Independent sample t-test was adopted for analysis of quantitative data and Chi-square test and Fisher exact test were adopted for the analysis of the qualitative data. Correlation between two quantitative variables was done by using Pearson’s correlation coefficient. Correlation coefficient ranges from 0 to 1: weak (r = 0 0.24), fair (r = 0.25–0.49), moderate (r = 0.5–0.74), strong (r = 0.75–1.0).
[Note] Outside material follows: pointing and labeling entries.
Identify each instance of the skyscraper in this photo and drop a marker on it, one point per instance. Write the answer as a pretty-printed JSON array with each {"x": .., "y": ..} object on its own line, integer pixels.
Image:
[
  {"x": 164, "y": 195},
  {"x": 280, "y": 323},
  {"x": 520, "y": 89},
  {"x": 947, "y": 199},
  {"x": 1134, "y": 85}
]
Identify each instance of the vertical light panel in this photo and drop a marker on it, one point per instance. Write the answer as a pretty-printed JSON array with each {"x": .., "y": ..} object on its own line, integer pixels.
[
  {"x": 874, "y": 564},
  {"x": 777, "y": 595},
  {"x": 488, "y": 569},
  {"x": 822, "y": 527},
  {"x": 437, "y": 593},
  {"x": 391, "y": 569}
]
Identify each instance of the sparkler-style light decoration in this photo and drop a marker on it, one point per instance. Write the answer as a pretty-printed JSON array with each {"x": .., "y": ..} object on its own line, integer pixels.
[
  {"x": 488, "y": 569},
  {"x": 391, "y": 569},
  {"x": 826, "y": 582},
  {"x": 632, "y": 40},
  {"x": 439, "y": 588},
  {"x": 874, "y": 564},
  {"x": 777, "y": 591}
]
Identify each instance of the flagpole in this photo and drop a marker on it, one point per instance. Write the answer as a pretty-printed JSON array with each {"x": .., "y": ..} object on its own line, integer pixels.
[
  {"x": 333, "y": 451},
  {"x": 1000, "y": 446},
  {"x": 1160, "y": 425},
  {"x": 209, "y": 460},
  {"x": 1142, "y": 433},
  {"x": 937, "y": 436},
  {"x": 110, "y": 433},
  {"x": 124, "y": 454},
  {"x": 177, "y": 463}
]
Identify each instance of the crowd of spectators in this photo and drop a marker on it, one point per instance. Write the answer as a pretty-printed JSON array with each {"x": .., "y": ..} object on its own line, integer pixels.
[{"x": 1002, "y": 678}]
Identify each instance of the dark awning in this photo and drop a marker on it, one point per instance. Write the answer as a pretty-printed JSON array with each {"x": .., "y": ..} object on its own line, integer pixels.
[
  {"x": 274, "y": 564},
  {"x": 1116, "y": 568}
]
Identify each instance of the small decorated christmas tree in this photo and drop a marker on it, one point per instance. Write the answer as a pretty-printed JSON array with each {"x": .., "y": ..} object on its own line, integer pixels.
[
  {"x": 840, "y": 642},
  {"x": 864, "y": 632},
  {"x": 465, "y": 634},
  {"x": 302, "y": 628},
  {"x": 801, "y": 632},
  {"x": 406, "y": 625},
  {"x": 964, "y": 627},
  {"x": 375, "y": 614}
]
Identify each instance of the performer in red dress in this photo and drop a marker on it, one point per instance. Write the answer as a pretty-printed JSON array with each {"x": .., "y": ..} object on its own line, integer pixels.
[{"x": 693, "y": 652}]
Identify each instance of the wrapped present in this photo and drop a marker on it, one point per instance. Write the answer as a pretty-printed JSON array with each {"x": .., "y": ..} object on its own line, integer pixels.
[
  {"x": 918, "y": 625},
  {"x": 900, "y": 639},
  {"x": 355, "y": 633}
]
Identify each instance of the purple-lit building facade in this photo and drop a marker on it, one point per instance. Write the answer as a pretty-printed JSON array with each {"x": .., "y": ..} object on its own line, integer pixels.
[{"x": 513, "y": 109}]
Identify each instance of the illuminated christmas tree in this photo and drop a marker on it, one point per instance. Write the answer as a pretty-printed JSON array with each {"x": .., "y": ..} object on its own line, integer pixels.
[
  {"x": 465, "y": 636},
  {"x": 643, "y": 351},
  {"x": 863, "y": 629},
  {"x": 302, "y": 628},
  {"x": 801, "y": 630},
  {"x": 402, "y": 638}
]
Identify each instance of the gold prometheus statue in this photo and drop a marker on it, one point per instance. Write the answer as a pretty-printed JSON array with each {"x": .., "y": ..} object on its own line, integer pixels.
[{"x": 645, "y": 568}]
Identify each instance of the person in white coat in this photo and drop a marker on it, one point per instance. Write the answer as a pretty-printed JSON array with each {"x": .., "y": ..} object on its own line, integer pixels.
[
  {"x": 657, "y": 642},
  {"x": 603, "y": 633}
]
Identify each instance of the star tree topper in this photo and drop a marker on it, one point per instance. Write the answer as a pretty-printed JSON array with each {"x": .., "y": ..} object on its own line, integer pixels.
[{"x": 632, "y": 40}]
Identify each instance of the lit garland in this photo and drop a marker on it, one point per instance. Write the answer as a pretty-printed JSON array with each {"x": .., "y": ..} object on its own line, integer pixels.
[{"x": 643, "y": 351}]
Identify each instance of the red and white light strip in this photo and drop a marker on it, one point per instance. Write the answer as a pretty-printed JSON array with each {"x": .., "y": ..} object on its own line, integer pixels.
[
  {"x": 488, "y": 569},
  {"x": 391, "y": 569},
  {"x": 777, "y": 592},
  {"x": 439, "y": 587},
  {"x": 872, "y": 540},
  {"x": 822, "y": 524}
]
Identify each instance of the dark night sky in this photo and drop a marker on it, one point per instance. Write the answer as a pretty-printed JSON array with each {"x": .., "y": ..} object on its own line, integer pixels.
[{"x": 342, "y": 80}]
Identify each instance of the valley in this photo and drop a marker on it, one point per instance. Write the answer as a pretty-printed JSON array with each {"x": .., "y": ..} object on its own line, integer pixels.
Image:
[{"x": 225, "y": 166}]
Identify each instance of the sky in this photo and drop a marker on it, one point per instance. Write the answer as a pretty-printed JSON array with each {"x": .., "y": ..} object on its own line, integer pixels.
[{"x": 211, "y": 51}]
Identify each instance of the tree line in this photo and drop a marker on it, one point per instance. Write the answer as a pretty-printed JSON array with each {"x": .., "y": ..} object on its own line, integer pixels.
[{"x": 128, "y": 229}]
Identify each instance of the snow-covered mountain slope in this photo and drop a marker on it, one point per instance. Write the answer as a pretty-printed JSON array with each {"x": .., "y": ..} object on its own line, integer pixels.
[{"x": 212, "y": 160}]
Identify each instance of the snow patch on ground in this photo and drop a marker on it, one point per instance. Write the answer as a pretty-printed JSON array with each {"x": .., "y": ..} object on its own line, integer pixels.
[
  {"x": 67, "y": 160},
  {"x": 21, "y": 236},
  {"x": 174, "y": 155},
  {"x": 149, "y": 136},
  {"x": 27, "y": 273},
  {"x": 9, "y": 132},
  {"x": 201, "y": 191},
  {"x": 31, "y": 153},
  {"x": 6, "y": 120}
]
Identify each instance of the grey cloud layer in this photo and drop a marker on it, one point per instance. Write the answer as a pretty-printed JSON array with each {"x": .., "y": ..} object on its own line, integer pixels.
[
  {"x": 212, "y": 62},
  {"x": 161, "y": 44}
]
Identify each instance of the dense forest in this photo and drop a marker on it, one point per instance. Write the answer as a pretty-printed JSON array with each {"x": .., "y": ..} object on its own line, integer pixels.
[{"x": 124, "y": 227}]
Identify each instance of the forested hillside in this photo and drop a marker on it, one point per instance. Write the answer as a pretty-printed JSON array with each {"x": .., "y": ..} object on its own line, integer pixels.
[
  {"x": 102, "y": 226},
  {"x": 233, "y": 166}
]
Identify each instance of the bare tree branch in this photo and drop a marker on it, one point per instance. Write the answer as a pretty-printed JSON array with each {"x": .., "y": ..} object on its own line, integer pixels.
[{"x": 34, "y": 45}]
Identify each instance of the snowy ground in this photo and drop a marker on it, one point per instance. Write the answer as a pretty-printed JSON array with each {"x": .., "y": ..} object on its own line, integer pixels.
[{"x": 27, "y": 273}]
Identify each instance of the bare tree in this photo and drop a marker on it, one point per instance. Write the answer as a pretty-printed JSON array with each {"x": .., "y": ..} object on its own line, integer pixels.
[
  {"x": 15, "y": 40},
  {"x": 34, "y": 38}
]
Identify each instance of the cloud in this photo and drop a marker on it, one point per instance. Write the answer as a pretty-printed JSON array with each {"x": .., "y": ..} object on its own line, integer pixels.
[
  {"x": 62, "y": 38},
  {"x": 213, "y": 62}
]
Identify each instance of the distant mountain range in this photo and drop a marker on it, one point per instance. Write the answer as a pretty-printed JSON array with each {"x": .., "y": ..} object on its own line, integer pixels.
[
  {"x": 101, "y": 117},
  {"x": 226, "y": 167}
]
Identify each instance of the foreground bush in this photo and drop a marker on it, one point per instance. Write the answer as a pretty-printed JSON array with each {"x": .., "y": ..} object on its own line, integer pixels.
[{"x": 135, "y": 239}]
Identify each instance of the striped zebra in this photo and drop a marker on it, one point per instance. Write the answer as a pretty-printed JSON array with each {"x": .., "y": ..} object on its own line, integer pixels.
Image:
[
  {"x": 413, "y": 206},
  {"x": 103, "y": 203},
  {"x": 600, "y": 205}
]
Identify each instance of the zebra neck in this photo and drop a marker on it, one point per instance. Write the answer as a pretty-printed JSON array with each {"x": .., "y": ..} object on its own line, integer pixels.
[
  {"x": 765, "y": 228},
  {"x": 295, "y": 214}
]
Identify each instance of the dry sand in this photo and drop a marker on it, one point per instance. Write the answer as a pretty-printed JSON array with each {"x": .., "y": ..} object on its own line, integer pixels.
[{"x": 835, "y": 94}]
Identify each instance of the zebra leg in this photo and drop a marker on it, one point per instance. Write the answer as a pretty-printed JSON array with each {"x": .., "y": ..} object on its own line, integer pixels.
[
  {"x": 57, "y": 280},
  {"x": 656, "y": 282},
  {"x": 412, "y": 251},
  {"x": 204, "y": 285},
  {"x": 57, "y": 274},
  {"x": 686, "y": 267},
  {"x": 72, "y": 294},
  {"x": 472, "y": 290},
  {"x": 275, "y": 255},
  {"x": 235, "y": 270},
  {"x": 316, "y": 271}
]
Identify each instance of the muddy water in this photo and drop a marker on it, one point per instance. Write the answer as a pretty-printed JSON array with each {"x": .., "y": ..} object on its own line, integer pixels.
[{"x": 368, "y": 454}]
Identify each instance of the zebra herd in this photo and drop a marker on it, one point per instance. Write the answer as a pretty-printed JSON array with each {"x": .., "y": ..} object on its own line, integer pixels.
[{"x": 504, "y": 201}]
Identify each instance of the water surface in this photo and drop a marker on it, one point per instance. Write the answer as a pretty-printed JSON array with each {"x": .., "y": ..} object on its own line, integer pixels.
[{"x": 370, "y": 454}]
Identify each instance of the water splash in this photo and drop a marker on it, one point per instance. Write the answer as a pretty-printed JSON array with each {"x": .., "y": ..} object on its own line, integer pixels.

P-value < 0.05 is considered significant and < 0.001 is highly significant.
Results
Baseline Characteristics
Data of 44 eyes of 44 patients having early/mild non-proliferative diabetic retinopathy and 30 eyes of 30 age- and gender-matched healthy controls were quantitatively evaluated and compared for the quantitative FAZ parameters, microvascular changes, and visual acuity. There was no significant difference between groups regarding age and gender (p = 0.17 and 0.26, respectively). Best-corrected visual acuity was significantly less in patients (p = 0.01). Central macular thickness was increased in patients compared to controls (p = 0.002).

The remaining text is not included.